Kurt stöhnte leise. Er sah mich an und kam langsam näher. Ich kam ihm entgegen und unsere Lippen trafen sich erst nur zart, dann leidenschaftlicher und schließlich begannen wir an uns herumzuspielen und zu stöhnen. Doch genauso schnell zog ich mich wieder zurück. Ich mochte Kurt, er hatte sich für mich verletzt, doch ich war Schicksal versprochen. Er war sexy und geheimnisvoll und fremdartig. Ich konnte ihn nicht verraten. Traurig blickte ich Kurt an und schüttelte den Kopf.
„Es tut mir leid“, flüsterte ich.
„Was ist denn nur so Besonderes an diesem Schicksal?“, fragte Kurt ungehalten. „Du weißt ja nicht einmal, wo er ist! Vielleicht hat er längst eine andere.“
„Das würde er nie tun“, sprach ich überzeugt.
„Merle, ich verstehe dich nicht. Du kennst ihn doch gar nicht.“
„Es kommt mir vor, als würde ich ihn schon mein ganzes Leben lang kennen. Ich weiß, das ist schwer für dich, aber du musst das verstehen. Ich liebe ihn.“
„Ich liebe dich auch, weißt du?“
Ich nickte traurig. „Ich weiß. Und wenn Schicksal nicht wäre, würde ich dich wahrscheinlich auch lieben, aber er ist nun mal sexyer als du.“
„Du magst ihn lieber, weil er irgend so was Übernatürliches ist, gib es doch zu!“, fauchte Kurt.
„Ich bin auch irgendetwas Übernatürliches, Kurt“, antwortete ich leise.

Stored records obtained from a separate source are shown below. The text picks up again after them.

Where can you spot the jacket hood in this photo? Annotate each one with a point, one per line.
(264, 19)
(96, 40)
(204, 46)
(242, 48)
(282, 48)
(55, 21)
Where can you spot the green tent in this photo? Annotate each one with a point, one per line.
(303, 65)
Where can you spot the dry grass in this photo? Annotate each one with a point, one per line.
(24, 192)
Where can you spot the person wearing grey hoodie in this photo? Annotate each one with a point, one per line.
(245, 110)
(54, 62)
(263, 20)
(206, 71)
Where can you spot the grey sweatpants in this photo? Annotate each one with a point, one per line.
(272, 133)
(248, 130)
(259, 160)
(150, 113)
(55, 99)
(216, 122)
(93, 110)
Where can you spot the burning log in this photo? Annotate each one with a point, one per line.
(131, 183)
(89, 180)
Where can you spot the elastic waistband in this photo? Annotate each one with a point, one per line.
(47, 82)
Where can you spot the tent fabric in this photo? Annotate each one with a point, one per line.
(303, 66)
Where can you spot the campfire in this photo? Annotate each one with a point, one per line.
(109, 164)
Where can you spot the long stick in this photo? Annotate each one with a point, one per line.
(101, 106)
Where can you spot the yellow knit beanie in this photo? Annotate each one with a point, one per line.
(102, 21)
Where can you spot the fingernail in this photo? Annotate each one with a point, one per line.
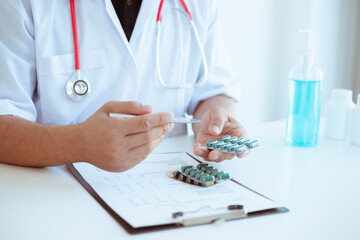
(148, 108)
(215, 129)
(203, 147)
(170, 117)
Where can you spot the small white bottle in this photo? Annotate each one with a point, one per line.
(354, 135)
(337, 113)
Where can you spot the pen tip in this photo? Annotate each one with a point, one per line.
(195, 120)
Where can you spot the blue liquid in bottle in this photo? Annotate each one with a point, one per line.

„Ach, verdammt. Ich – Merle, ich … ich würde wirklich gern mit dir zusammen sein. Aber ich werde deinen Entschluss akzeptieren.“
Ich umarmte ihn dankbar. Ich nahm seinen Finger und blies sacht dagegen, während ich die uralten Heilworte „Heile heile Gänsje“ intonierte.
„Besser?“, fragte ich.
„Besser.“ Kurt lächelte schon wieder.
Offensichtlich hatte Schicksal Recht gehabt: Ich war etwas Übernatürliches und verfügte über übernatürliche Kräfte. Obwohl er von Kräften eigentlich gar nichts gesagt hatte, aber er hatte sich generell sehr vage ausgedrückt, also gehörte das sicher dazu.
Mit einem befreiten, zuversichtlichen Lächeln fasste ich Kurts geheilte Hand und gemeinsam traten wir durch das rostige alte Tor im Boden in das Reich der Stinkstiefel.